An interesting feature of the restaurant is a DJ, who creates music from 20h00 – 24h00, on Thursdays, Fridays, and Saturdays. DJ Candace Heyns plays music which I had not heard previously, and has to allow diners at the same table and adjoining one to hear each other speak.  

Brynn and his team have long-term plans with the Primal Eatery brand, once the restaurant has settled in. On the cards is a streetfood concept, served from containers. This will be followed by a Seven Fire Eatery in Somerset West, with seven fire pits, in which different food types are prepared at different temperatures. 

I did not know what to expect when I arrived at Primal Eatery, but was very impressed with the creativity and professionalism that has gone into all aspects of the restaurant, Brynn’s restaurant experience being clearly visible. Despite the restaurant not having opened its doors to the public officially, the restaurant is more than ready to delight Capetonians and visitors to our city with its flaming good open-fire cooking!

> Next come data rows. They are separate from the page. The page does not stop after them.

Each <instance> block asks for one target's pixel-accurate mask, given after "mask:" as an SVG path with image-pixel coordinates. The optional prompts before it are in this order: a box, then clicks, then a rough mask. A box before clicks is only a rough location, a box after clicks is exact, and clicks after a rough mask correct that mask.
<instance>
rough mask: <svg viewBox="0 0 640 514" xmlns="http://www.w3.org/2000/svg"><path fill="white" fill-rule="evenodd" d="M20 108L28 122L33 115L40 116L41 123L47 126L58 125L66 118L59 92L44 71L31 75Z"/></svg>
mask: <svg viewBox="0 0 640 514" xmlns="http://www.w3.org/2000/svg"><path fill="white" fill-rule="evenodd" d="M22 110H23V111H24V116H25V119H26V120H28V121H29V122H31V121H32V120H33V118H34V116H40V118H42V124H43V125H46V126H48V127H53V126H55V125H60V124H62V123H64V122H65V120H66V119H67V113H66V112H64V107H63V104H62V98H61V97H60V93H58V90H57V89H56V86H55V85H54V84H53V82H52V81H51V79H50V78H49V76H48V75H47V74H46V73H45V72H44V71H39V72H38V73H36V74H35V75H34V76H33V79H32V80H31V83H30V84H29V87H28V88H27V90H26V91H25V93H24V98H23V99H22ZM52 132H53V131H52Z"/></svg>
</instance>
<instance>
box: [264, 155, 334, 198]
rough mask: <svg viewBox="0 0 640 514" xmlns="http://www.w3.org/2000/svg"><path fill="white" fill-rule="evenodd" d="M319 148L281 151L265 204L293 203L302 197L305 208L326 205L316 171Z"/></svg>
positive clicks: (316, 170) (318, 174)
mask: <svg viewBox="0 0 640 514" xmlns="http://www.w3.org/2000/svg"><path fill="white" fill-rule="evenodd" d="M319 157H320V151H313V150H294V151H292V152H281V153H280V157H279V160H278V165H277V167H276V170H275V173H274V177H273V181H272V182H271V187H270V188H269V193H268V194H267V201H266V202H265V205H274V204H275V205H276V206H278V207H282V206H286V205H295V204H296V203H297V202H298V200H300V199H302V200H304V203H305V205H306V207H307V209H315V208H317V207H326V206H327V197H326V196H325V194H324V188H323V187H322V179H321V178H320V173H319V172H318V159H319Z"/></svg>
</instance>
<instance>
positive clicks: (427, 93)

POSTSCRIPT 5 March: Lisa Harlow and I had dinner at Primal Eatery last nights and owner Brynn Felix was charming and entertaining. I tried new dishes, the duck ‘ham’ and crispy leaf starter, served with Burrata mozzarella, grilled nectarine, quinoa, and almond -right (R120); as well as the main course of pork belly porchetta-style, served with smoked potato skordalia, fennel, and peaches (R185). Lisa ordered the 400 gram sirloin on the bone, and declared it to be excellent, and correctly prepared for her as just slightly less than rare. Her starter was a showpiece, a flaming saganaki, the kefalotiri cheese flambéed with brandy at our table. One after the other, tables ordered this starter, an unusual one and not seen before. 

Our shared desserts were mango ceviche with passion fruit and coconut, most refreshing (R75) – photograph; and smoked chocolate fondant served with dulce de leche, and salted caramel and banana ice cream (R85).